Kuşku… Sorular varsa ıstırap bitmez.

Herkesi kendim gibi görüp hiç kimseden en ufak bir kuşku duygusuna kapılmamaktan zarar görmedim, diyemem. Fakat bana ısrarla kuşkuyu öğütleyenlerin zaman zaman haklı çıktıkları bu durumlarda bile kuşkuya duygu dünyamda özel bir yer ayırmamaktan dolayı pişman olduğumu söyleyemem.

CAFER YILDIRIM

Yaşamımın hiçbir döneminde kuşkuyla özel bir sorunum olmadı.

O duyguya iç dünyamda özel bir yer ayırmadım.

Etrafımı septik duygularla, septik bakışlarla gözlemekten daima kaçındım.

Bu tutumum tabii ki kuşkunun insan ruhunu bazen yavaş yavaş bazen de hızla bulandıran bir zehir etkisine sahip olduğunu bildiğimden değildi.

Kuşkuyla aramdaki mesafenin uzaklığı tamamen mizacım gereğiydi ve belki biraz da etrafımda kuşku kaynaklı olayların gördüğü ayna işlevi nedeniyleydi.

Kuşkunun zerresinin ne denli yıpratıcı olaylara sebep olduğunu, kuşkuyu hayat değerleri arasına katmış ne kadar saygıdeğer insanın sonunda ne büyük mahcubiyetler içine düştüğünü görmüştüm. Yaşadığım ve tanık olduğum onca olay bana kuşkudan uzak durmamı söylemişti.

Herkesi kendim gibi görüp hiç kimseden en ufak bir kuşku duygusuna kapılmamaktan zarar görmedim, diyemem.

Fakat bana ısrarla kuşkuyu öğütleyenlerin zaman zaman haklı çıktıkları bu durumlarda bile kuşkuya duygu dünyamda özel bir yer ayırmamaktan dolayı pişman olduğumu söyleyemem.

Bütün bunlardan sonra itiraf etmeliyim ki bu sınırları üç aşağı beş yukarı belli olan hayatta şunu bilmek isterdim:

Etrafımdaki insanlar, birlikte olduğumuz dönemlerde benimle ilgili düşüncelerinde, bana yönelik duygularında acaba ne kadar içtendiler?

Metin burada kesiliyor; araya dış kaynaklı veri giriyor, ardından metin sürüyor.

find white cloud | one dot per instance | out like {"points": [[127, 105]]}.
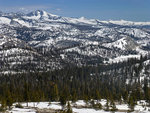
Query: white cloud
{"points": [[25, 9]]}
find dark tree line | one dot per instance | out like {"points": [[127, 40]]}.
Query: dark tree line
{"points": [[73, 83]]}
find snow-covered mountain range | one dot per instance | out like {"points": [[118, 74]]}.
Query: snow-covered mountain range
{"points": [[46, 41]]}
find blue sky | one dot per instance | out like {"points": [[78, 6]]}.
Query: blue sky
{"points": [[134, 10]]}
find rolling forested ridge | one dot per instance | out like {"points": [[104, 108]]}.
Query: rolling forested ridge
{"points": [[119, 82], [70, 64]]}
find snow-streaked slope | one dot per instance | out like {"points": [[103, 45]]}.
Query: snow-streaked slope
{"points": [[127, 23]]}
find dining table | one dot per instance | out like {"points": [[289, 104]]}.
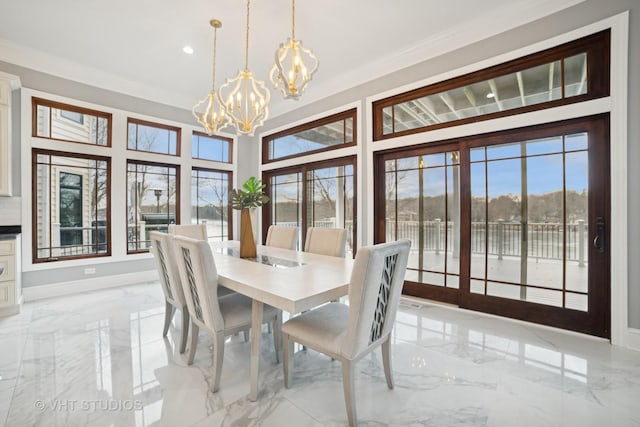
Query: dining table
{"points": [[292, 281]]}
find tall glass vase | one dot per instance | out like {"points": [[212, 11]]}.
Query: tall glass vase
{"points": [[247, 239]]}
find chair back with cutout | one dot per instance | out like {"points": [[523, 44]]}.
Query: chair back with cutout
{"points": [[199, 278], [162, 250], [326, 241], [282, 237], [374, 294]]}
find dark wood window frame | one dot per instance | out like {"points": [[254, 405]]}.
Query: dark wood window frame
{"points": [[34, 212], [596, 45], [131, 120], [223, 138], [597, 125], [351, 113], [35, 102], [303, 169], [157, 164], [230, 187]]}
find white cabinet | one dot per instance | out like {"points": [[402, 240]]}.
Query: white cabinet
{"points": [[8, 83], [10, 276]]}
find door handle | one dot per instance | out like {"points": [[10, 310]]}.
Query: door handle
{"points": [[599, 241]]}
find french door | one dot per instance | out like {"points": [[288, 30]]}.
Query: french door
{"points": [[512, 223]]}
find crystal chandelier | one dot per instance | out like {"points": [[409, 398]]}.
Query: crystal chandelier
{"points": [[295, 64], [213, 117], [246, 100]]}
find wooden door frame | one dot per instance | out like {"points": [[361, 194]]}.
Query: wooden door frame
{"points": [[597, 320]]}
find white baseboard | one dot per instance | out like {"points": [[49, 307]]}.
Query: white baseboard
{"points": [[33, 293], [634, 339]]}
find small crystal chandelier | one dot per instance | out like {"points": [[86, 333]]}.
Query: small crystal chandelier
{"points": [[214, 117], [246, 100], [295, 64]]}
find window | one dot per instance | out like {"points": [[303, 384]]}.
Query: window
{"points": [[71, 206], [214, 148], [314, 195], [152, 201], [153, 137], [336, 131], [73, 116], [565, 74], [70, 209], [54, 120], [210, 201]]}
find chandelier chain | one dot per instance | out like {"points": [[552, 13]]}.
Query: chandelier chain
{"points": [[293, 20], [246, 46], [213, 73]]}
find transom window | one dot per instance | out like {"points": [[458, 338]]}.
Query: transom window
{"points": [[72, 199], [152, 201], [153, 137], [328, 133], [214, 148], [63, 122], [557, 76]]}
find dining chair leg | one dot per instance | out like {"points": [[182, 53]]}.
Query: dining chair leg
{"points": [[287, 359], [218, 356], [386, 361], [349, 391], [185, 330], [193, 343], [168, 315], [277, 334]]}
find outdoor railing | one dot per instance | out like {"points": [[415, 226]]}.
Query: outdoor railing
{"points": [[499, 238]]}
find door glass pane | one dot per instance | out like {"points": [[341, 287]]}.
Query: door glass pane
{"points": [[479, 226], [286, 196], [536, 227], [576, 200], [423, 205], [330, 204]]}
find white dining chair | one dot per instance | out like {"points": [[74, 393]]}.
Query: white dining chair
{"points": [[349, 332], [161, 248], [194, 231], [282, 237], [219, 317], [326, 241], [198, 232]]}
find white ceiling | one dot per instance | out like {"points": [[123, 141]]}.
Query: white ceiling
{"points": [[135, 46]]}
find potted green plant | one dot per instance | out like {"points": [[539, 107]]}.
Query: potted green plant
{"points": [[250, 196]]}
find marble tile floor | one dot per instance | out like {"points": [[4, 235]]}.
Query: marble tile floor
{"points": [[99, 359]]}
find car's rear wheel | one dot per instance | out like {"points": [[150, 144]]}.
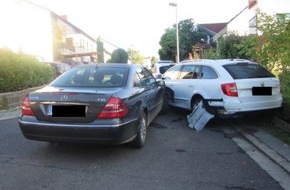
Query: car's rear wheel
{"points": [[140, 139]]}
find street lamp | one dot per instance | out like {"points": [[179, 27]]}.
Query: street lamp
{"points": [[177, 36]]}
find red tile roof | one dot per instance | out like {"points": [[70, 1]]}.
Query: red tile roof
{"points": [[215, 27]]}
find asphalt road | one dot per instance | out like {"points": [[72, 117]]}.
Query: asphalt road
{"points": [[175, 157]]}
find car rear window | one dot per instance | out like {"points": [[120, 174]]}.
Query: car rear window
{"points": [[163, 69], [247, 70], [92, 77]]}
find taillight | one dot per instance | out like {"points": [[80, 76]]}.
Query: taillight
{"points": [[230, 89], [114, 108], [26, 108]]}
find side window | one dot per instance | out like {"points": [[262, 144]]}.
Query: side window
{"points": [[187, 72], [136, 80], [172, 73], [208, 73], [146, 77]]}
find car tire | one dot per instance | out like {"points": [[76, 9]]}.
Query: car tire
{"points": [[140, 139]]}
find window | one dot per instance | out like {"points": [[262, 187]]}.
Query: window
{"points": [[69, 42], [245, 71], [172, 73], [146, 78], [208, 73]]}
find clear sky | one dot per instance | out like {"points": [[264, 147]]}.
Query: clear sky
{"points": [[139, 24]]}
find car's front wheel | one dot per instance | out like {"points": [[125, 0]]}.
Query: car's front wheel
{"points": [[140, 139]]}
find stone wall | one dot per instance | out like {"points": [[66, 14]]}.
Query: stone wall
{"points": [[12, 100]]}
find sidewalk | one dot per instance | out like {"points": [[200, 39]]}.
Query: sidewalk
{"points": [[272, 147]]}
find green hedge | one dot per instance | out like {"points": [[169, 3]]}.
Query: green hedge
{"points": [[19, 71]]}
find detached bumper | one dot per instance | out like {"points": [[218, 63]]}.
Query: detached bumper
{"points": [[91, 133]]}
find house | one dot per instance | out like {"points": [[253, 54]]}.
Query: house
{"points": [[244, 23], [212, 29], [35, 30]]}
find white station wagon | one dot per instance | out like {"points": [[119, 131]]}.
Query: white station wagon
{"points": [[226, 87]]}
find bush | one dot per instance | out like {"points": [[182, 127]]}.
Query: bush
{"points": [[19, 71]]}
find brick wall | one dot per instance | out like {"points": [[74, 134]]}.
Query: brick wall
{"points": [[12, 100]]}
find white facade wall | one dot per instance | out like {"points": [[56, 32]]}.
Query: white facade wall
{"points": [[26, 28], [241, 24]]}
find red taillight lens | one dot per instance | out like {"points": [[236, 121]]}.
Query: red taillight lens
{"points": [[26, 108], [230, 89], [114, 108]]}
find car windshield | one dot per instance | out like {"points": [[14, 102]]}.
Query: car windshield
{"points": [[244, 71], [92, 77]]}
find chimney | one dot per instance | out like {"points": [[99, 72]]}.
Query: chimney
{"points": [[64, 17]]}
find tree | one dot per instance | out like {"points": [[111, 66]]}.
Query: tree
{"points": [[100, 50], [189, 35], [119, 56]]}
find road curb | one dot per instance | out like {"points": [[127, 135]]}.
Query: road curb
{"points": [[275, 149]]}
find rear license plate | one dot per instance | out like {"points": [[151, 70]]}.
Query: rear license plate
{"points": [[67, 111], [262, 91]]}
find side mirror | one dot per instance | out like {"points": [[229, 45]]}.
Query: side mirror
{"points": [[160, 83]]}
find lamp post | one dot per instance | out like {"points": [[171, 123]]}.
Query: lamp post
{"points": [[177, 36]]}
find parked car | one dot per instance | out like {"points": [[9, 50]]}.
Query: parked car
{"points": [[226, 87], [100, 103], [160, 67]]}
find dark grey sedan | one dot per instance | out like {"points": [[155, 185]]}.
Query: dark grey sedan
{"points": [[101, 103]]}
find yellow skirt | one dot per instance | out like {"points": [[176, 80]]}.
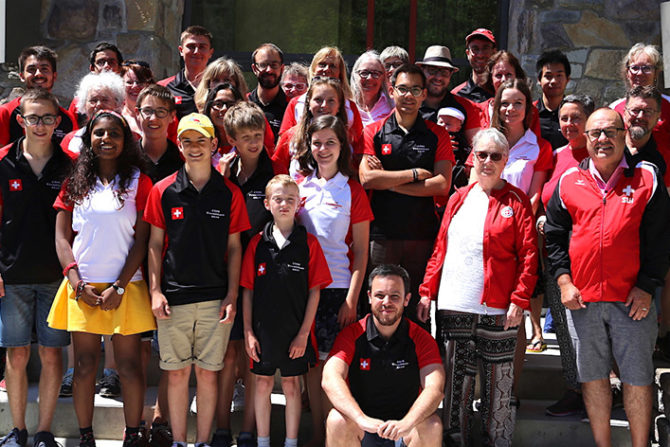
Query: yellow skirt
{"points": [[133, 316]]}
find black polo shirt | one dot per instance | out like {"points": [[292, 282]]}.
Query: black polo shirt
{"points": [[550, 127], [183, 93], [470, 90], [254, 194], [168, 164], [197, 225], [27, 247], [384, 375], [274, 111], [400, 216], [281, 280]]}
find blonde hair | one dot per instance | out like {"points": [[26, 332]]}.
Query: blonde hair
{"points": [[217, 68]]}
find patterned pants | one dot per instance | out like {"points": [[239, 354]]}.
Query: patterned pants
{"points": [[477, 343]]}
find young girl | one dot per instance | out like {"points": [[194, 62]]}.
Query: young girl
{"points": [[101, 241], [336, 210]]}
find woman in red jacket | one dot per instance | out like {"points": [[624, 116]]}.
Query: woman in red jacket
{"points": [[482, 274]]}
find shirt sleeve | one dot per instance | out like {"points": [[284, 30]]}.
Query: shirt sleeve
{"points": [[248, 273], [239, 218], [153, 211], [319, 274], [144, 186], [61, 203], [360, 205]]}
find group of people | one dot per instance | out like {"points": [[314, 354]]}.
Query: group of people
{"points": [[248, 231]]}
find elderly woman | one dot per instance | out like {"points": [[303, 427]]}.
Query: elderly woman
{"points": [[370, 87], [96, 91], [482, 274]]}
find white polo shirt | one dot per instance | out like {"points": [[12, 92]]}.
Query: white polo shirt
{"points": [[328, 210]]}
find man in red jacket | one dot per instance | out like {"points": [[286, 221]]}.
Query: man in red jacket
{"points": [[608, 242]]}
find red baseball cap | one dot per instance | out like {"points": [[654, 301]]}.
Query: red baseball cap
{"points": [[483, 32]]}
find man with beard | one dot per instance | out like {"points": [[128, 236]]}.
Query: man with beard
{"points": [[384, 375], [479, 47], [643, 109], [438, 68], [267, 63]]}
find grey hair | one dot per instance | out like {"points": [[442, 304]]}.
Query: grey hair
{"points": [[356, 89], [491, 134], [97, 81], [395, 51]]}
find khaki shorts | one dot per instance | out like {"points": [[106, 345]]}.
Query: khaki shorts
{"points": [[193, 335]]}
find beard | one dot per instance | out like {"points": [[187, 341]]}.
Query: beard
{"points": [[268, 80]]}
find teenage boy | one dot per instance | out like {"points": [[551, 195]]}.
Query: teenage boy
{"points": [[248, 166], [284, 271], [37, 68], [32, 170], [194, 267]]}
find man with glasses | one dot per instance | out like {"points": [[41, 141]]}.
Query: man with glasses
{"points": [[406, 163], [438, 68], [479, 47], [267, 63], [37, 68], [32, 170], [608, 238]]}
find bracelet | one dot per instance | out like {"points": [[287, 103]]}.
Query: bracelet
{"points": [[70, 266]]}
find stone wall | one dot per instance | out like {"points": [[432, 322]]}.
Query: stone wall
{"points": [[594, 34], [142, 29]]}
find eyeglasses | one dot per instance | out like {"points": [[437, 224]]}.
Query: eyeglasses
{"points": [[610, 132], [483, 155], [148, 111], [365, 74], [34, 120], [645, 112], [220, 105], [296, 86], [402, 90], [637, 69], [434, 71], [273, 65]]}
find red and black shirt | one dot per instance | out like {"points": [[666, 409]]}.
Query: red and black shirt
{"points": [[400, 216], [197, 225], [384, 375], [27, 248]]}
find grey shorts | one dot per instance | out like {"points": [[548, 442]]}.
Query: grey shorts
{"points": [[604, 332]]}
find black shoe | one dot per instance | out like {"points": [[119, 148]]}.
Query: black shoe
{"points": [[160, 435], [110, 385], [570, 404], [222, 438]]}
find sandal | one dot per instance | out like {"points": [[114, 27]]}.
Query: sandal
{"points": [[536, 345]]}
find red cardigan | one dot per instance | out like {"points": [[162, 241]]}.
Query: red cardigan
{"points": [[510, 249]]}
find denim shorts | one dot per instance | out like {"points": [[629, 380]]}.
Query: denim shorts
{"points": [[25, 306], [604, 332]]}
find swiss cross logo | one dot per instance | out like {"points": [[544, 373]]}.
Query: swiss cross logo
{"points": [[16, 185], [177, 213]]}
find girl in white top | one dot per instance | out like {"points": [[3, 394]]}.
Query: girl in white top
{"points": [[101, 241], [334, 207]]}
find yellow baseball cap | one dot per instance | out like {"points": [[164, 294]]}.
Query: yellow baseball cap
{"points": [[198, 122]]}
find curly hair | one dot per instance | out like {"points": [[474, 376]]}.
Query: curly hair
{"points": [[86, 169]]}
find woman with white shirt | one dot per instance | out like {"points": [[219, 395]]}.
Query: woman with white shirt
{"points": [[482, 274], [335, 208]]}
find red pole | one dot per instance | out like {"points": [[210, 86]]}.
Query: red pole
{"points": [[370, 38], [412, 30]]}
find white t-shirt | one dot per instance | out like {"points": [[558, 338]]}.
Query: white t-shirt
{"points": [[105, 229], [462, 282]]}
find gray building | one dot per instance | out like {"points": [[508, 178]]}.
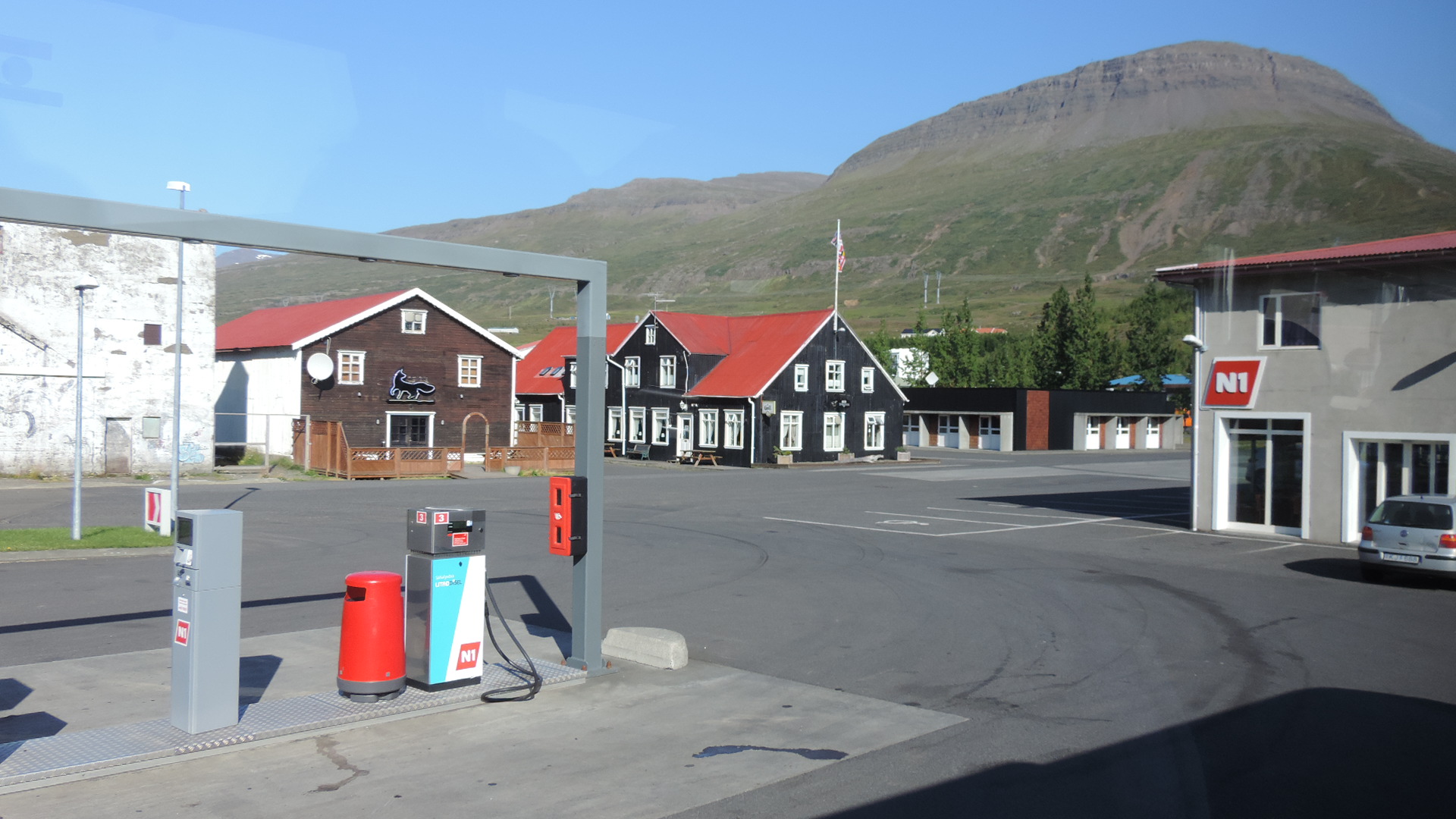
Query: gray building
{"points": [[1326, 384]]}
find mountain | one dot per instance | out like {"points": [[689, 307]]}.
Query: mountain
{"points": [[1164, 156]]}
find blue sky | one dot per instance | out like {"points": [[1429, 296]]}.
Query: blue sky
{"points": [[372, 115]]}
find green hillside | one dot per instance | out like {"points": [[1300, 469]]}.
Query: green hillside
{"points": [[1002, 223]]}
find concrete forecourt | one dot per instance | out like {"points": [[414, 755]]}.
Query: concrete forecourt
{"points": [[995, 634]]}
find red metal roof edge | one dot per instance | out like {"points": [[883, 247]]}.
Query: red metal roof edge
{"points": [[1438, 242], [281, 327]]}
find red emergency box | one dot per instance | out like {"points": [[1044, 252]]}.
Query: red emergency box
{"points": [[566, 516], [372, 643]]}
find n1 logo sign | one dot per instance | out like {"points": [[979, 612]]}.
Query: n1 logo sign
{"points": [[1234, 382], [469, 656]]}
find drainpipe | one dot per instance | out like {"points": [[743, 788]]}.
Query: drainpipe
{"points": [[1196, 404]]}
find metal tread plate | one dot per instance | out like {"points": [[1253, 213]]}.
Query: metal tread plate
{"points": [[120, 745]]}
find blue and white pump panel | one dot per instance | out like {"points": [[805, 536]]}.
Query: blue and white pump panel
{"points": [[444, 596]]}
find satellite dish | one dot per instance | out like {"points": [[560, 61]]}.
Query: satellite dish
{"points": [[319, 366]]}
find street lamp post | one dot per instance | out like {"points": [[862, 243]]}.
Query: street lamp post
{"points": [[82, 286], [177, 359]]}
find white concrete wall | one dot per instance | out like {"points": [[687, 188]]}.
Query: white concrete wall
{"points": [[126, 379], [264, 384]]}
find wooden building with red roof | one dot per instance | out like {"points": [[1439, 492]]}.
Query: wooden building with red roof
{"points": [[736, 390], [395, 369]]}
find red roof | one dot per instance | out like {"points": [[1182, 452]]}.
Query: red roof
{"points": [[280, 327], [755, 349], [1423, 243], [536, 373]]}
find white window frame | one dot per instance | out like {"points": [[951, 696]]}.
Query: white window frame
{"points": [[403, 321], [791, 430], [1223, 445], [343, 369], [637, 425], [617, 425], [733, 428], [708, 428], [874, 430], [389, 428], [833, 441], [835, 376], [1279, 321], [463, 375]]}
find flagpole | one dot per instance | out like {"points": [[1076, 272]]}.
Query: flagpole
{"points": [[839, 248]]}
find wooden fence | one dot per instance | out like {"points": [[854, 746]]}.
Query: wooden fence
{"points": [[325, 449]]}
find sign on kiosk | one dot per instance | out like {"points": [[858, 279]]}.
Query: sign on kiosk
{"points": [[1234, 382]]}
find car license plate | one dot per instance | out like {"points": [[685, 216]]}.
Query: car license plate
{"points": [[1400, 558]]}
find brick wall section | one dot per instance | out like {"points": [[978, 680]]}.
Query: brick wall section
{"points": [[1038, 419], [430, 356]]}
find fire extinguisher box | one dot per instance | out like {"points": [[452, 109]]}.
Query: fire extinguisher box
{"points": [[372, 640], [444, 596]]}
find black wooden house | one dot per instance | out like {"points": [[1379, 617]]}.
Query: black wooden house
{"points": [[746, 388]]}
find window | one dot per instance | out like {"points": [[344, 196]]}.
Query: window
{"points": [[1291, 319], [615, 423], [351, 368], [733, 428], [708, 428], [469, 371], [833, 431], [835, 376], [874, 430], [791, 431], [637, 425]]}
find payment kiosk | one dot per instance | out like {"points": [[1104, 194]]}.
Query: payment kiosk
{"points": [[444, 596], [206, 618]]}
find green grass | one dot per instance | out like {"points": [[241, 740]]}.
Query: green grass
{"points": [[92, 538]]}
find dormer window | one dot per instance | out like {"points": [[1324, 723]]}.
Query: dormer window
{"points": [[413, 321]]}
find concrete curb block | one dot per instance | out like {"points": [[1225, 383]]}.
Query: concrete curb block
{"points": [[657, 648]]}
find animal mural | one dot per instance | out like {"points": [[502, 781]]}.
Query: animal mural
{"points": [[402, 390]]}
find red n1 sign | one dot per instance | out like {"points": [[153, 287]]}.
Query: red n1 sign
{"points": [[1234, 382]]}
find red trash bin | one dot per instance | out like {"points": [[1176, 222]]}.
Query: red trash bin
{"points": [[372, 643]]}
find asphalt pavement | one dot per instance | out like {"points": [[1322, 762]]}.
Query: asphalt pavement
{"points": [[1090, 654]]}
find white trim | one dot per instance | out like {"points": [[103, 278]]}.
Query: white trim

Ya da onların samimiyetlerinin bir oranı varsa benim onlara karşı içtenliğimin oranı neydi?

Merakım gerçeği bilme isteğiyle mi yoksa aldanmışlık ve aldatılmışlık oranını öğrenme arzusuyla mı ilgilidir?

Tabii ki bilmiyorum.

Bu soruların cevabını hiçbir zaman öğrenemeyeceğimi de biliyorum.

Sorular varsa ıstırap bitmez.

Soruların bir katman altında kuşkunun çiçek bahçesi mi vardır yoksa kuşku soruların uslanmaz bir çocuğu mudur?

Bu sorulara tanık olan herkes cevap verme hakkına sahiptir.

Ben konuyu şöyle kapatmak isterim:

Evren neyse insan da onun sırlarıyla yüklüdür. İnsan evrenle hükümlüdür.